A group of Zambian citizens have alleged that the copper mine has repeatedly discharged toxic matter into local watercourses, resulting in damage to their health, their livestock and their crops. They brought claims for negligence and breach of statutory duty against both Konkola and Vedanta, alleging that Vedanta had a high level of control and direction over Konkola’s operations.
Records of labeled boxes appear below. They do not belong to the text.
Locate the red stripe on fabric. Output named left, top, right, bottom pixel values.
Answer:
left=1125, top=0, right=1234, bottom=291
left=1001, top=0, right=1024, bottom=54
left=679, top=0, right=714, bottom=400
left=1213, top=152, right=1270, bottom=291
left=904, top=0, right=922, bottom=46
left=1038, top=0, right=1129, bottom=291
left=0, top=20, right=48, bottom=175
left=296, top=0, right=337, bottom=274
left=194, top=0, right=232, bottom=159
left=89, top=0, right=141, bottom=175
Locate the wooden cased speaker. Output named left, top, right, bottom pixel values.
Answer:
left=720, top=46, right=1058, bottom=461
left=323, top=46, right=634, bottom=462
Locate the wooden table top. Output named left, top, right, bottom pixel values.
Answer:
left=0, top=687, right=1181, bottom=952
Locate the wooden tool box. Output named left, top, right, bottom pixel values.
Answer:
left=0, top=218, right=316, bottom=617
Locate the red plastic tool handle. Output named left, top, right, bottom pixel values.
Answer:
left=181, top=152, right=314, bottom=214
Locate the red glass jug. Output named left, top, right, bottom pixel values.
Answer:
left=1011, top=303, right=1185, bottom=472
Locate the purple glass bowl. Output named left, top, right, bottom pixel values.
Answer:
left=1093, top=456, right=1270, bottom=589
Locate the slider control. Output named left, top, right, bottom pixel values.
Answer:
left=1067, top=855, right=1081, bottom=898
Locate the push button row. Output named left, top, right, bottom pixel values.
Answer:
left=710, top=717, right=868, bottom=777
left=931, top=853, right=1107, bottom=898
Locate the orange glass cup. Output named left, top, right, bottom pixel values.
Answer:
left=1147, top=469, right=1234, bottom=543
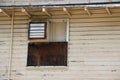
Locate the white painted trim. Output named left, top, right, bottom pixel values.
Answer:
left=66, top=19, right=69, bottom=42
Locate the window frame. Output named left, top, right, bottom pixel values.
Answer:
left=26, top=19, right=70, bottom=71
left=28, top=22, right=47, bottom=40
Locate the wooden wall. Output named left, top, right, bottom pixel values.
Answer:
left=0, top=8, right=120, bottom=80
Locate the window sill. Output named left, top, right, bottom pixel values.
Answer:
left=27, top=66, right=68, bottom=71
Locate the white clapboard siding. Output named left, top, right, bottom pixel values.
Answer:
left=0, top=16, right=11, bottom=80
left=0, top=8, right=120, bottom=80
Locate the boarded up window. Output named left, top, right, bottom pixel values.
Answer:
left=28, top=22, right=46, bottom=39
left=27, top=42, right=67, bottom=66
The proceedings in the Supreme Court arose from an application from Vedanta and Konkola contesting jurisdiction. One of the questions was whether the claimants had a triable issue against Vedanta, since it was Vedanta’s status as an English company that had led the claimants to bring the claim in the English courts.
Vedanta argued that it could not be shown to have done anything in relation to the mine that would give rise to a duty of care towards the claimants or a breach of Zambian environmental law. On this issue, the Supreme Court found for the claimants: Lord Briggs, with whom the other justices agreed, held that there was sufficient indication that Vedanta assumed responsibility for Konkola’s environmental compliance for it to be arguable that Vedanta should be liable. Since it was also held that there was a real risk that the claimants would not obtain substantial justice in Zambia, it will now fall to the High Court to decide whether Vedanta did in fact intervene in Konkola’s operations, after disclosure of all relevant evidence.
Of more general interest is the way in which Lord Briggs approached the question of whether a parent company may be liable to those affected by the harmful activities of a subsidiary. Such an issue is, he said, to be decided not in relation to any specific categories, but more broadly, according to the ordinary principles relating to a third-party duty of care. The matter will depend on ‘the extent to which, and the way in which, the parent availed itself of the opportunity to take over, intervene in, control, supervise or advise the management of the relevant operations . . . of the subsidiary’.
Liability could arise, for example, where a parent issues group guidelines containing systemic errors, where a parent takes steps to ensure that its subsidiaries implement such policies, or where a parent holds itself out as supervising its subsidiaries but does not in fact do so.
That list of circumstances is not exhaustive. The lesson is that parent companies should take care in supervising their subsidiaries, since a parent may be liable if the activities of its subsidiary cause harm.